Implementation details
Training was performed using standard SGD with momentum set to 0.9, with synchronous parallelization across 2 GPUs of NVIDIA® Tesla® P40. We trained models for 100 epochs, with a learning rate of 1e− 3 and a weight decay of 1e− 5. We set a class weight of 0.75 for "other actions" class while 1 for "hand hygiene" and "touching equipment" class.

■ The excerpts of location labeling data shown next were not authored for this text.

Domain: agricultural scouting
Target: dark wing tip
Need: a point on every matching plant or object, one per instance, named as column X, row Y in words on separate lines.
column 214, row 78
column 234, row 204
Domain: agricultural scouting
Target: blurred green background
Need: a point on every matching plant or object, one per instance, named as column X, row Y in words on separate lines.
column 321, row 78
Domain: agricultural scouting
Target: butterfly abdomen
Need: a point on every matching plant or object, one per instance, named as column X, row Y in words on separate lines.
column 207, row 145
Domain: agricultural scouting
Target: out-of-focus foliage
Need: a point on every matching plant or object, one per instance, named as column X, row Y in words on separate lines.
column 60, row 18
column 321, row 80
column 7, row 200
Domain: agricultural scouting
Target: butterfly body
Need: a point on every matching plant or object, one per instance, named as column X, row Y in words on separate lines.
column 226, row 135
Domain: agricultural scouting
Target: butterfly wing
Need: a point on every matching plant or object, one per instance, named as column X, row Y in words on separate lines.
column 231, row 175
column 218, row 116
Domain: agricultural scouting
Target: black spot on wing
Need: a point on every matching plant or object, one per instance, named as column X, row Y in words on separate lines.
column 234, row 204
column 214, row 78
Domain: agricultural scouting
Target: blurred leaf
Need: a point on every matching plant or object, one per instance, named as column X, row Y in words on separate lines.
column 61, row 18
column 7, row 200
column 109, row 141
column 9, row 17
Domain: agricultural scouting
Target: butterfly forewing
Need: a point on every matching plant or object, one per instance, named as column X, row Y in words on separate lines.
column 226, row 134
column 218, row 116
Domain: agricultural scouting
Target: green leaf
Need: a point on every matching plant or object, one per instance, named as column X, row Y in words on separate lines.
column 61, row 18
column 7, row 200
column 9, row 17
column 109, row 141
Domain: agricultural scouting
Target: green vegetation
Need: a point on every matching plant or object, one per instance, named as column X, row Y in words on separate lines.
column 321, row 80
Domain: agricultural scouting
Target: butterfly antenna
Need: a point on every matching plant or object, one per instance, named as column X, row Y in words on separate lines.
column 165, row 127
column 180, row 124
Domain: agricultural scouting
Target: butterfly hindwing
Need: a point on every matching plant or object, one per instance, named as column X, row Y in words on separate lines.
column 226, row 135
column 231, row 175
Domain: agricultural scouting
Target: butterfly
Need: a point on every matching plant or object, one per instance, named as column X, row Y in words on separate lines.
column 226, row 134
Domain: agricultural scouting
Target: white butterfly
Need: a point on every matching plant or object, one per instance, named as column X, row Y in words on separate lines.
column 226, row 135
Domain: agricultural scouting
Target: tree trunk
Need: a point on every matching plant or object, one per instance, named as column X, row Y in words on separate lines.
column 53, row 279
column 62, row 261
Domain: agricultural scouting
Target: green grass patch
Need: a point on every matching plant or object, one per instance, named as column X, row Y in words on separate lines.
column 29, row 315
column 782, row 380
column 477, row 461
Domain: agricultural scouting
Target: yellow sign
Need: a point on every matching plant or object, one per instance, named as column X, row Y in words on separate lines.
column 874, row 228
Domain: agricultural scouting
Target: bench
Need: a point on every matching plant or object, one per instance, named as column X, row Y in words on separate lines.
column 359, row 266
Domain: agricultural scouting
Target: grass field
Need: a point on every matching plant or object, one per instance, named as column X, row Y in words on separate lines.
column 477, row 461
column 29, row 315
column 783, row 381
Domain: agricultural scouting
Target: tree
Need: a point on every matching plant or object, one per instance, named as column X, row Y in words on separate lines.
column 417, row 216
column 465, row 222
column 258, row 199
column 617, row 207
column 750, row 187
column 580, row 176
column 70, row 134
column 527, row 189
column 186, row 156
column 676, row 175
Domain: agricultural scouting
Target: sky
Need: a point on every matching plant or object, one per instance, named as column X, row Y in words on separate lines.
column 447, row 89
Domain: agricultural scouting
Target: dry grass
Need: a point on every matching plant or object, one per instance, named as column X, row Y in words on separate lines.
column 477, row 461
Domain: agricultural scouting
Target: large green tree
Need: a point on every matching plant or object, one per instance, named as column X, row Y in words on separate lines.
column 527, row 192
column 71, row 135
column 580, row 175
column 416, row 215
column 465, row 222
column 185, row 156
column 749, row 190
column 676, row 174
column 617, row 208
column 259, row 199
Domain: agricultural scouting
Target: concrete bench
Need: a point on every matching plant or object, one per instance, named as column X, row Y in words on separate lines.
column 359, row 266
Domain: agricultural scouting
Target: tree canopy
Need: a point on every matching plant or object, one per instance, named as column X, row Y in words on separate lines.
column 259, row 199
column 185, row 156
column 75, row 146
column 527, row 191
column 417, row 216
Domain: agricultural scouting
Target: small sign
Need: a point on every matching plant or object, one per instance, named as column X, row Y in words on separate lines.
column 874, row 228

Data augmentation was performed spatially and temporally. In spatial augmentation, a real-time multi-scale cropping was applied around the bounding box. The random scale was chosen ranging from 0.75 to 1.10 times its original size to include the original bounding boxes. In addition, a random horizontal flipping with a probability of 0.5 and brightness jittering with an extent from − 0.1 to 0.1 was applied. All of the input was scaled to 224 pixel size and center-cropped. In temporal augmentation, we adapted a sliding window fashion with different size of stride per class. A number of 1, 1, and 3 which are inversely proportional to the average number of image frames for hand hygiene, touching equipment, and other actions, respectively.